# Direction of power flow

In some cases, it is interesting to understand if power is flowing forwards or backwards in a particular plane of a simulation. In this example, we show how this information can be obtained for a simulation with periodic or Bloch boundary conditions when there is a planar region of homogeneous, low-loss dielectric material.

This information cannot easily be determined from considering the Poynting vector alone. If we consider a simple example of a plane wave incident upon a perfectly reflecting boundary, the Poynting vector and the total transmitted power through a plane will be zero because the total normalized transmitted power is 1 (incident wave) - 1 (reflected wave) = 0. This is not easy to distinguish this from the case of zero fields everywhere, which also gives a total normalized transmitted power of 0.

In this example, we use the power direction analysis object which uses farfield and grating projections to decompose the measured E and H fields onto a basis state of forward and backward propagating plane waves. The forward power is then calculated by summing the power in all the forward propagating plane waves, and similarly for the backward propagating power. This method has some numerical errors that are largest when we have plane waves propagating at very steep angles to the measurement plane. For this reason, the forward transmission minus the backwards transmission may be different from the net transmission, measured simply by integrating the Poynting vector, by a few percent. The power direction object can be inserted from the object library in the optical power section.

## Example

In this example, we consider light incident in a medium of dielectric index 1.4. The light propagates towards a gold ellipsoid on a substrate of index 2. Periodic boundary conditions are used, meaning that we are considering the light incident on a periodic array of these gold nanoparticles. The period is 1 micron in both x and y. We place a special analysis group for this calculation between the source and the particle so that it measures both the incident and reflected field. For the purpose of testing, we also place a reflection monitor behind the source. The analysis group contains a planar power monitor and also a small index monitor because it is necessary to know the refractive index where the fields were measured. It is important to note that this calculation is only valid if:

- The imaginary part of the refractive index is very small or zero. We ignore the imaginary part in this calculation.
- The material is completely uniform over the plane where the monitor is recording the field.
- Periodic or Bloch boundary conditions are used. This method could be extended to cases where PML is used as long as the fields go to zero near the edges of the simulation. Please contact Lumerical support if you would like to explore this case.

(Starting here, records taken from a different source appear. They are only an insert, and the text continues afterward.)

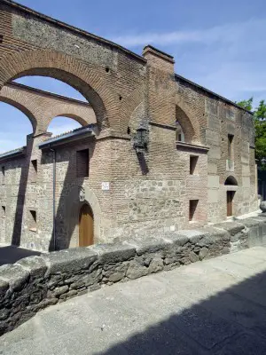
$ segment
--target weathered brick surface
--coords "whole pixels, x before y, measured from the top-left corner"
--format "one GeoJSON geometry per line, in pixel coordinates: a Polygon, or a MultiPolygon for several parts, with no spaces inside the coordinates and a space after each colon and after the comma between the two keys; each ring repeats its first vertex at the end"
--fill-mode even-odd
{"type": "Polygon", "coordinates": [[[54,117],[70,117],[82,126],[96,123],[93,109],[88,103],[38,91],[16,83],[4,86],[0,100],[22,111],[30,120],[35,135],[47,130],[54,117]]]}
{"type": "Polygon", "coordinates": [[[151,46],[139,57],[8,0],[0,2],[0,99],[12,100],[34,126],[24,156],[0,158],[5,170],[1,241],[40,250],[53,245],[53,154],[41,151],[38,144],[47,139],[48,124],[58,114],[82,124],[93,118],[98,128],[95,138],[56,147],[58,248],[78,246],[81,191],[93,211],[96,243],[221,222],[229,188],[236,191],[234,216],[257,209],[250,113],[175,75],[173,58],[151,46]],[[66,104],[10,83],[29,75],[62,80],[90,106],[66,104]],[[177,144],[176,121],[184,135],[184,142],[177,144]],[[149,130],[143,155],[133,148],[140,123],[149,130]],[[234,135],[231,161],[228,134],[234,135]],[[76,176],[76,151],[82,149],[90,152],[88,178],[76,176]],[[198,157],[194,174],[191,156],[198,157]],[[38,164],[35,182],[32,160],[38,164]],[[224,185],[229,176],[238,185],[224,185]],[[109,190],[102,189],[103,182],[109,190]],[[191,221],[190,200],[198,201],[191,221]],[[30,210],[36,211],[35,231],[30,210]]]}

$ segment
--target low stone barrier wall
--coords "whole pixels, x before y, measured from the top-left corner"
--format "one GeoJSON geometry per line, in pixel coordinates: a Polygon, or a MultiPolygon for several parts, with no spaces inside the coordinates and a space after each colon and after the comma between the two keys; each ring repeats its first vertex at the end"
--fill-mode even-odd
{"type": "Polygon", "coordinates": [[[264,243],[266,218],[258,217],[26,257],[0,267],[0,335],[48,305],[102,285],[264,243]]]}

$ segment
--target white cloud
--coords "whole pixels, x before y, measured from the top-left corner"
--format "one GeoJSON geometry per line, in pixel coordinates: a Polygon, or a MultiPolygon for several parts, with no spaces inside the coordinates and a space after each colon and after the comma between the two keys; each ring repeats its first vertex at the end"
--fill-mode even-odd
{"type": "Polygon", "coordinates": [[[176,72],[231,100],[266,99],[266,19],[208,28],[124,35],[112,40],[134,47],[153,44],[174,55],[176,72]]]}
{"type": "Polygon", "coordinates": [[[175,43],[200,43],[211,44],[215,42],[232,43],[239,40],[248,31],[256,28],[265,31],[265,20],[251,19],[245,22],[237,22],[216,26],[205,29],[177,30],[166,33],[150,32],[113,36],[112,41],[126,47],[137,47],[145,44],[169,45],[175,43]]]}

After running the simulation usr_power_direction.fsp, please run the script usr_power_direction_test.lsf. This analysis can take about a minute because there are a large number of far field projections involved and we record data at several different wavelengths - a new farfield projection is required for each wavelength (It is also possible to perform the analysis using the multithreaded far field and grating projection, available since 2016b-R4). The script will create two figures. The first figure shows the reflected power measured using the power direction group, which is placed between the source and the nanoparticle. We see that we have successfully calculated the amount of backward propagating power ("new method"), which is close the reflected power measured in the usual way ("standard method"), although there is a small numerical error. The second figure compares the total transmission through the monitor measured in 3 ways:

- by using T_total, calculated from the transmission function
- by calculating R-1 where R is the reflection calculated in the usual way
- by taking the difference of T_positive and T_negative

We see that all methods agree reasonably well, but there is the largest error in T_positive-T_negative because this method involves the plane wave decomposition that introduces some more numerical error.